I've been studying Genetic Algorithms using Roger Alsing's Evolution of Mona Lisa algorithm over the past month and made some interesting discoveries:

  1. Using opaque polygons improves rendering performance (and by extension the performance of the fitness function) by an order of magnitude.
  2. In all things, favor many small changes over drastic large changes...
  3. When adding a new polygon, give it a size of 1 pixel instead of assigning it vertexes with random coordinates. This improves its chances of survival.
  4. When adding a new vertex, instead of dropping it into a random position give it the same position as an existing vertex in the polygon. It won't modify the polygon in any noticeable way, but it will open the door for the "move vertex" mutation to move more vertexes than it could before.
  5. When moving vertexes, favor many small moves (3-10 pixels at a time) instead of trying to span the entire canvas.
  6. If you're going to damp mutations over time, damp the amount of change as opposed to the probability of change.
  7. The effects of damping are minimal. It turns out that if you've followed the above steps (favor small changes) there should be no real need to damp.
  8. Don't use Crossover mutation.
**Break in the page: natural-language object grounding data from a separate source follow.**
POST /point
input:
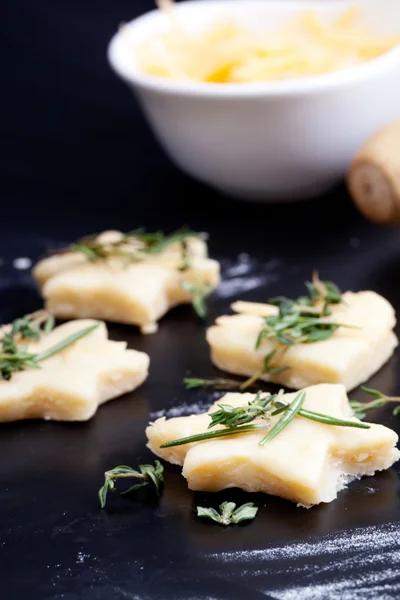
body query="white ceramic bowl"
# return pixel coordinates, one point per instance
(282, 140)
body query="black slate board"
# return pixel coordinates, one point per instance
(79, 158)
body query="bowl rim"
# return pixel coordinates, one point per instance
(286, 87)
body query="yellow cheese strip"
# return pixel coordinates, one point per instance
(227, 52)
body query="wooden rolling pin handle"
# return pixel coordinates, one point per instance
(374, 176)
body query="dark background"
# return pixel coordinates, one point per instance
(77, 157)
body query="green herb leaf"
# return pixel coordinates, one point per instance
(214, 382)
(288, 416)
(208, 513)
(361, 408)
(151, 476)
(209, 435)
(198, 293)
(71, 339)
(228, 515)
(237, 420)
(135, 245)
(15, 357)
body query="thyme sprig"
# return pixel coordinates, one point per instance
(301, 321)
(134, 245)
(239, 419)
(361, 408)
(150, 476)
(228, 513)
(15, 356)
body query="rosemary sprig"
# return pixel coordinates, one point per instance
(288, 415)
(228, 514)
(198, 293)
(150, 475)
(209, 435)
(361, 408)
(237, 420)
(71, 339)
(16, 357)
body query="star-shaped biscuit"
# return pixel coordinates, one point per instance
(70, 385)
(308, 462)
(351, 356)
(137, 293)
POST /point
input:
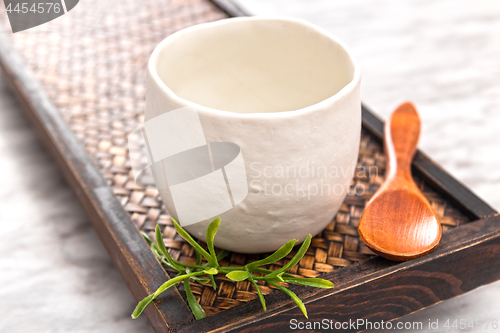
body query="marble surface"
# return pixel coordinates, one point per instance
(444, 55)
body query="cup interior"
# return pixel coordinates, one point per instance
(254, 65)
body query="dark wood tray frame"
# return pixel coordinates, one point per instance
(377, 289)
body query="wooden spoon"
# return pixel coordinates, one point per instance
(398, 222)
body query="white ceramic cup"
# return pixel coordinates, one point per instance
(287, 94)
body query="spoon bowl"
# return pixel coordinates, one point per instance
(399, 223)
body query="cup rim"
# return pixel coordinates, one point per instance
(348, 88)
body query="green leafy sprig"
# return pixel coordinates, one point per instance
(205, 273)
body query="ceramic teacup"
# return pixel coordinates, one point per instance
(255, 120)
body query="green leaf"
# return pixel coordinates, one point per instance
(295, 260)
(259, 292)
(211, 271)
(238, 275)
(293, 296)
(198, 258)
(197, 247)
(222, 254)
(212, 280)
(311, 282)
(200, 280)
(142, 305)
(146, 237)
(193, 304)
(163, 250)
(278, 255)
(211, 231)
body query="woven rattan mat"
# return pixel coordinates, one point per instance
(92, 63)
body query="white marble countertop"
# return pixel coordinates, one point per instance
(444, 55)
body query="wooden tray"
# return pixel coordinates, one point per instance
(81, 83)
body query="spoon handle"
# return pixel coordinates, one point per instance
(401, 135)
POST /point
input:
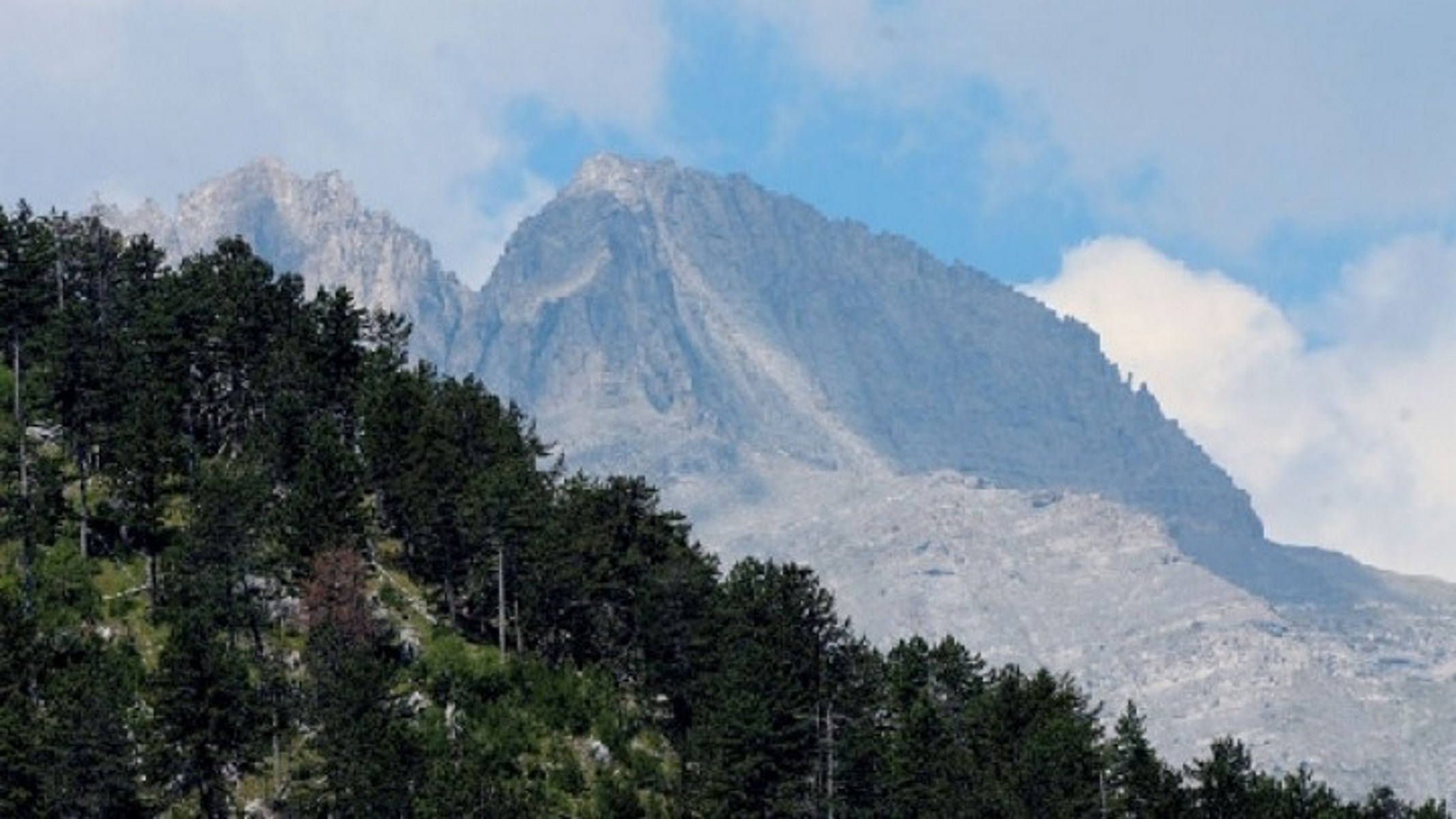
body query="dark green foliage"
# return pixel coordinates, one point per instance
(373, 595)
(1138, 781)
(758, 735)
(1225, 784)
(87, 729)
(363, 728)
(211, 717)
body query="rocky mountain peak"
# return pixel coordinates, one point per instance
(632, 182)
(947, 453)
(318, 228)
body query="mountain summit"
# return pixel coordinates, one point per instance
(948, 454)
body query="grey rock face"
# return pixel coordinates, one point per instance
(947, 453)
(319, 230)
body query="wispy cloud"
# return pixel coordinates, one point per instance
(1216, 123)
(1335, 419)
(413, 101)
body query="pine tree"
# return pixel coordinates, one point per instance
(1138, 781)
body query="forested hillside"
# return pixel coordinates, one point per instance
(254, 559)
It introduces a high mutation rate which is great early on but very quickly high mutation becomes a liability because an image that is mostly converged will reject all but small mutations.
  9. Don't scale the image in the fitness evaluator function. This one took me a while to figure out. If your input image is 200x200 but the fitness evaluator scales the image down to 100x100 before generating a fitness score it will result in candidate solutions containing steaks/lines of errors that are invisible to the fitness function but are clearly wrong to the end-user. The fitness function should process the entire image or not at all. A better solution is to scale the target image across-the-board so your fitness function is processing 100% of the pixels. If 100x100 is too small to display on the screen you simply up-scale the image. Now the user can see the image clearly and the fitness function isn't missing a thing.
  10. Prevent the creation of self-intersecting polygons. They never yield good results so we can substantially speed up the algorithm by preventing mutations from creating them. Implementing the check for self-intersecting polygons was a pain in the ass but it was worth the trouble in the end.
  11. I've modified the fitness score to remove hidden polygons (purely for performance reasons):
  12. fitness += candidate.size();
    
    This means that the fitness score will never hit zero.
  13.  I've increased the maximum number of polygons from 50 to 65535.

    When I first tried running Watchmaker's Mona Lisa example it would run for days and not look anything close to the target image. Roger's algorithm was better but still stagnated after an hour. Using the new algorithm I managed to recreate the target image in less than 15 minutes. The fitness score reads 150,000 but to the naked eye the candidate looks almost identical to the original.

    I put together a diagnostics display that shows me the entire population evolving over time. It also tells me how many unique candidates are active in the population at any given time. A low number indicates a lack of variance. Either the population pressure is too high or the mutation rates are too low. In my experience, a decent population contains at least 50% unique candidates.

I used this diagnostic display to tune the algorithm. Whenever the number of unique candidates was too low, I'd increase the mutation rate. Whenever the algorithm was stagnating too quickly I'd examine what was going on in the population. Very frequently I'd notice that the mutation amount was too high (colors or vertices moving too quickly).

    I'm glad I spent the past month studying this problem. It's taught me a lot about the nature of GAs. It has a lot more to do with design than code optimization. I've also discovered that it's extremely important to watch the entire population evolve in real time as opposed to only studying the fittest candidate. This allows you to discover fairly quickly which mutations are effective and whether your mutation rate is too low or high.

Genetic Algorithms are a lot of fun. I encourage you to play with them yourself.